The results of their long-term monitoring of two glaciers, based on observational data and modelling exercises, in Himachal Pradesh (HP) and the Union Territory of Ladakh, have found that in the first decade of the new millennium glacier mass loss was significantly higher than in the late 20th century.
While the glaciers will not disappear in the coming decades, the authors of the studies said, negative mass balance -- the net change in its mass over a balance year or fixed year -- of these slowly moving giant mass of ice is likely to have a profound impact on water availability for local communities.
They also said that mass loss in glaciers in the region is mainly linked to rising temperatures and reduced snowfall.
For the Ladakh study, published in the Journal of Glaciology on May 18, the team found that the Stok glacier is facing as much mass loss as its western Himalayan counterparts, despite being in a higher altitude zone between the Himalayan and Karakoram mountain ranges.
The Stok glacier was in a balanced condition during the late 20th century -- around the 1980s --- due to sufficient winter precipitation, or snowfall. However, it was followed by a severe loss during the early 21st century -- prior to 2009 -- and a moderate loss after 2011.
“This is mainly because of reduced winter snowfall in the arid Himalayan region. This must be also affecting water availability in villages in and around Stok and Indus river, which must be studied,” said JNU’s Professor AL Ramanathan, the corresponding author of the paper.
The paper projects that a 27% increase in snow or rain is required to compensate for the mass loss due to 1 degree Celsius rise in temperature over pre-industrial era levels.
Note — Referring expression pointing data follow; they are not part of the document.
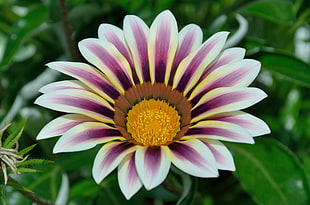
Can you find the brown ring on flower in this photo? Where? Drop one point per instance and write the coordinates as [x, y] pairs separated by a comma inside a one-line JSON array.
[[143, 93]]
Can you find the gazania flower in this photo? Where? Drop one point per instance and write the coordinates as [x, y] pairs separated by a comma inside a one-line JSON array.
[[154, 97]]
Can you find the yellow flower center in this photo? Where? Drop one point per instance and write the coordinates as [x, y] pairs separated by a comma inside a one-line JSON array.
[[153, 122]]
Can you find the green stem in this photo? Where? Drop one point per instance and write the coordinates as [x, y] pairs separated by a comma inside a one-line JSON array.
[[30, 195]]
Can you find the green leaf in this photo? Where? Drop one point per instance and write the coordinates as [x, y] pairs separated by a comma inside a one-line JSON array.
[[189, 189], [18, 186], [26, 170], [271, 173], [12, 139], [2, 197], [288, 66], [86, 188], [34, 161], [279, 11], [21, 30], [26, 150]]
“Accelerated temperature rise over the western Himalayas has significantly reduced the amount of snowfall received and also aggravated glacier mass loss,” he added.
Another paper published in the same journal on June 23 is a study -- conducted between 2002 and 2019 --- of the Chhota Shigri glacier in HP.
The team found over the past two decades, on average half a metre of water equivalent of ice has been drained from this glacier in the Indus river.
The glacier is in an imbalanced condition because it has melted more than gained, the paper said.
“Overall, the air temperature change is controlling the river run-off, which means a warmer world is likely to be associated with higher water in the Himalayan rivers till the 2050s, which other studies have also observed. There might be a seasonal shift in glacier run-off as well,” Ramanthan said.
The country’s first national climate change assessment by the Union Ministry of Earth Sciences published in early June also flagged similar concerns.
For instance, the Hindu Kush Himalayas (HKH) region experienced a temperature rise of about 1.3 degrees Celsius between 1951 and 2014, as compared to an average temperature rise of .7 degree over India from 1901 onwards.
Several areas of the HKH region have experienced a declining trend in snowfall and also a retreat of glaciers in recent decades.
“Several areas in the HKH region have exhibited declining trends in snowfall and retreating glaciers during the recent decades. Parts of the high-elevation Karakoram Himalayas have, in contrast, experienced increased wintertime precipitation in association with enhanced amplitude variations of synoptic western disturbance,” the assessment has said.
“There are thousands of glaciers in the western Himalayas. It’s difficult to say how water availability will be impacted in the coming years. We need large observational and satellite studies to have an effective assessment. But reduced snowfall in recent years is linked to an overall trend of glacial retreat,” said Anil Kulkarni, Distinguished Scientist, Divecha Centre for Climate Change, Indian Institute of Science (IISc), Bengaluru.